# Rosho: The Chatbot 

Rosho will help you find answers to queries from NCERT Chapter Sound. It can do the following:
* Retrieve relevant data and answer queries that are related to the text
* Greet appropriately
* Do math calculations when provided python compatible math expressions

![demo.png](attachment:3d58ce5a-7a43-4117-a5a6-0cdf6ad22283.png)

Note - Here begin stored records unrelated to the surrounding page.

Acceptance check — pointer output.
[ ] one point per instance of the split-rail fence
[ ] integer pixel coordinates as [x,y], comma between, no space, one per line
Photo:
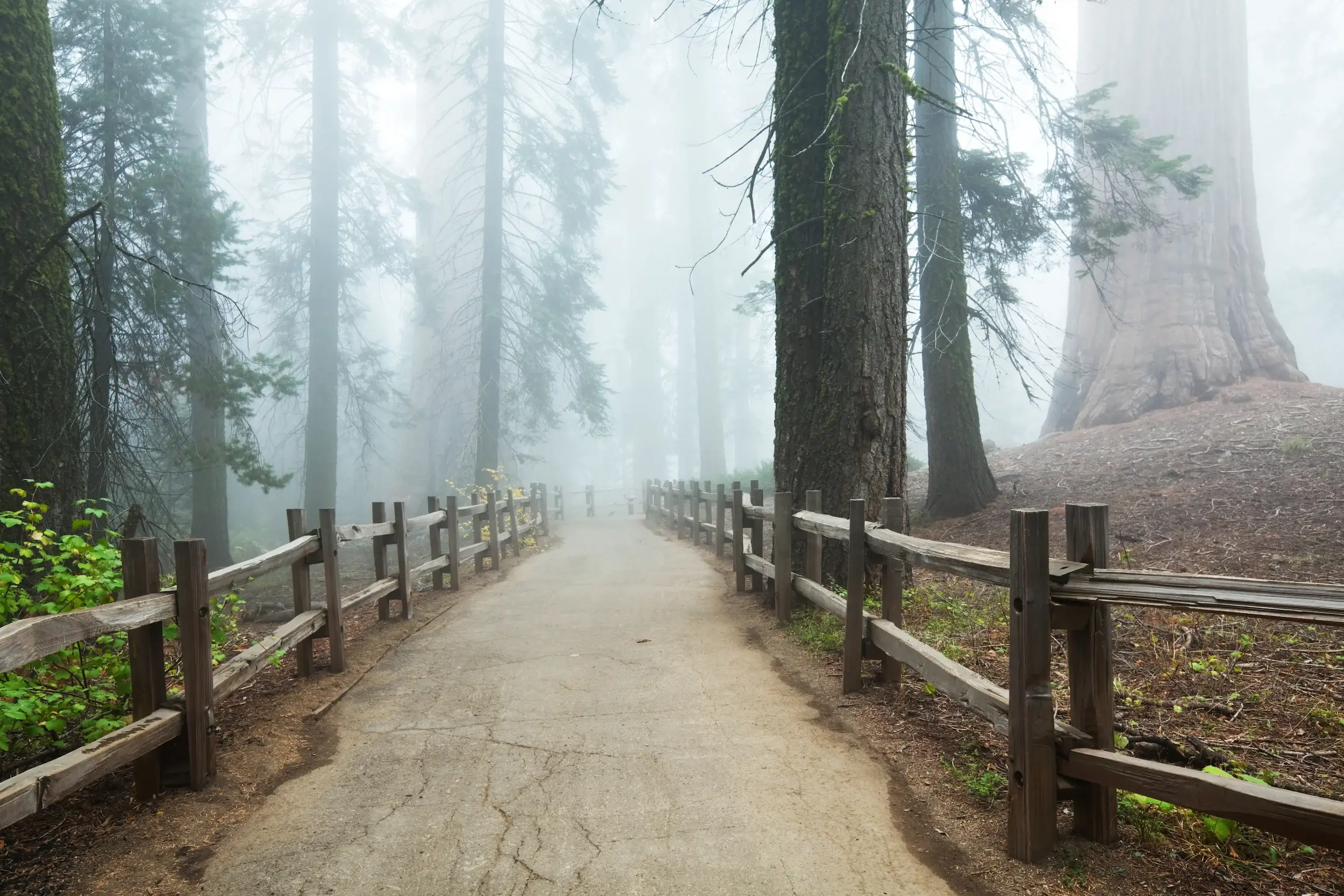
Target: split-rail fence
[173,736]
[1049,761]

Let's get into how Rosho works!

**Briefly mention that this notebook only shows the inner workings. FastAPI and Chatbot UI can be found in main.py**

First install all necessary libraries

In [34]:
!pip install -r requirements.txt




[notice] A new release of pip is available: 24.0 -> 24.2
[notice] To update, run: python.exe -m pip install --upgrade pip


In [35]:
import os
import gradio as gr
from fastapi import FastAPI
from langchain_community.embeddings import HuggingFaceEmbeddings
from langchain_community.llms import HuggingFaceHub
from langchain_community.vectorstores import FAISS
import asyncio
from transformers import pipeline
from langchain_community.document_loaders import PyPDFLoader
import uvicorn
from langchain.text_splitter import RecursiveCharacterTextSplitter
from fastapi.staticfiles import StaticFiles
from torch.cuda import is_available as if_gpu
from math import exp, log, log10, sqrt, fabs
import torch
from langchain_community.retrievers import BM25Retriever
from langchain.retrievers import EnsembleRetriever

## Setting up environment
Give your HuggingFace API Token here:

In [36]:
# Add your API key here if not added already 
# os.environ["HUGGINGFACEHUB_API_TOKEN"] = 'abcd123'

## Hyperparameters
This is where you come back to fine tune your model. This cell contains all the models, directories, threshold values and other parameters used in the code.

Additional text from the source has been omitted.